Since things are still chugging slowly on the servers, started looking at ideas on how to make everything faster. After all, there’s more than a couple CPUs sitting around twiddling their fingers – I ought to think of ways to have them all play. That and making the solution more scalable – too many of the computes take a week or so to complete.
Took a not-so-quick look around the “distributed database” camp, and there’s not really much production level – lots of research, nobody really jumping on the bandwagon. Kinda primitive pseudo-database would be trying to exploit the MapReduce framework from the Google folks, although sadly it would probably have to use a weaker implementation (Hadoop). MySQL cluster looks like it might also work, although I’m not sure about its scalability either. Is it much more than splitting the tables over a couple computers?
Anyways, I’m looking at optimising my current big, slow query:
MeSH (disease) term -> Self and Parent terms -> Article citing this term -> other terms in the article -> Other term and its Parents
Distinct MeSH terms: 24 355
Number of PubMed articles: 16 million (8 million with a disease term)
Number of term-parent relations: 230 963
Anyways, a couple of ideas.
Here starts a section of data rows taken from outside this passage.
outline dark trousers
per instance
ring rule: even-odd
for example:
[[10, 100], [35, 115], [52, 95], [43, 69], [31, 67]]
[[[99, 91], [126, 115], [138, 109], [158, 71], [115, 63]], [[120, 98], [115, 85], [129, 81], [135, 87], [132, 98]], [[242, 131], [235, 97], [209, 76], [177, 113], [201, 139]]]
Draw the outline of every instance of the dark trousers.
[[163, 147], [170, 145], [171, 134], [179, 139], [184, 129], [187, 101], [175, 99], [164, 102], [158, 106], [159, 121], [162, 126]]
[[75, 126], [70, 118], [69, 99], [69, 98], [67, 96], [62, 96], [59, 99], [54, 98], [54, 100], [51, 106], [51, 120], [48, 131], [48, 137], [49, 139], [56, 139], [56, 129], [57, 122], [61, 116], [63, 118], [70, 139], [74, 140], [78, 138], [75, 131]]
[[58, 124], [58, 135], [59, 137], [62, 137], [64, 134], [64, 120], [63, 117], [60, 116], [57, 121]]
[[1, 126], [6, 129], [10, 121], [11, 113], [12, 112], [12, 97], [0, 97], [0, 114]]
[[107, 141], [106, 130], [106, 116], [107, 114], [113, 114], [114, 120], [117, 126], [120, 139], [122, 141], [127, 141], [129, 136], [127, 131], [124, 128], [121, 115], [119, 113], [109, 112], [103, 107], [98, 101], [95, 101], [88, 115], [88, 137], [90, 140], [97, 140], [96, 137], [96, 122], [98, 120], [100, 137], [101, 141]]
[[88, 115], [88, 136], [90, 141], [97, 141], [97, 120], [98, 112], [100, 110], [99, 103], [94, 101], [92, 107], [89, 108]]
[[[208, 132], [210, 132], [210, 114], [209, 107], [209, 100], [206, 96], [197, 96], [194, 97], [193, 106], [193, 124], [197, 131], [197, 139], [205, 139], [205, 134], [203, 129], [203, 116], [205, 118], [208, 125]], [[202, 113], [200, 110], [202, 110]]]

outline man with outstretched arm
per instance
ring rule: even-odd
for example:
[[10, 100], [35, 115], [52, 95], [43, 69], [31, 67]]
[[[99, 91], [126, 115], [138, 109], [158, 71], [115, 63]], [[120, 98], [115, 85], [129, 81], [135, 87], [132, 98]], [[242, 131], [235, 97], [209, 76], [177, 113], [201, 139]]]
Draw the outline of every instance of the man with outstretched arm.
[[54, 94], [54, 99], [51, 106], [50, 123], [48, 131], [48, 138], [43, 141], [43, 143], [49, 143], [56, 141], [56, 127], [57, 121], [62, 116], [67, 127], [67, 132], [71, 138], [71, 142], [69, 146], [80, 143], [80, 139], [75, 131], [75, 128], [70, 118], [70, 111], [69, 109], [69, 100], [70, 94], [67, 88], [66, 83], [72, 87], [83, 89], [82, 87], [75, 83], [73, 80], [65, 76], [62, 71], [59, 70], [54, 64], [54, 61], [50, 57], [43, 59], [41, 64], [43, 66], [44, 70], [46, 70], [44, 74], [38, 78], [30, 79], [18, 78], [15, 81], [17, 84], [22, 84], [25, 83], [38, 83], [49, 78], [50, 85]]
One would be to improve the join speed. Right now, joining on the mesh term (character field). One idea is to change this to an internal “mesh_id”. Generating unique ids is easy (auto-increment). This would involve reloading the pubmed_mesh to associate the pubmed IDs (ints) with the new mesh_ids (ints)
Then maybe we should build an intermediate table: pubmed_mesh_parent, where we cross pubmed_mesh with the mesh_child table, associating the PMID with its mesh terms and all the parents of the mesh term. Then generating our final result would simply be crossing this table with itself.
Idea for the “reload compute” will be to have it shared out among the cluster. I’ll have to see if I can get enough disk shared between the cluster nodes – ideally, they’d all have access to where the gzip PubMed files are.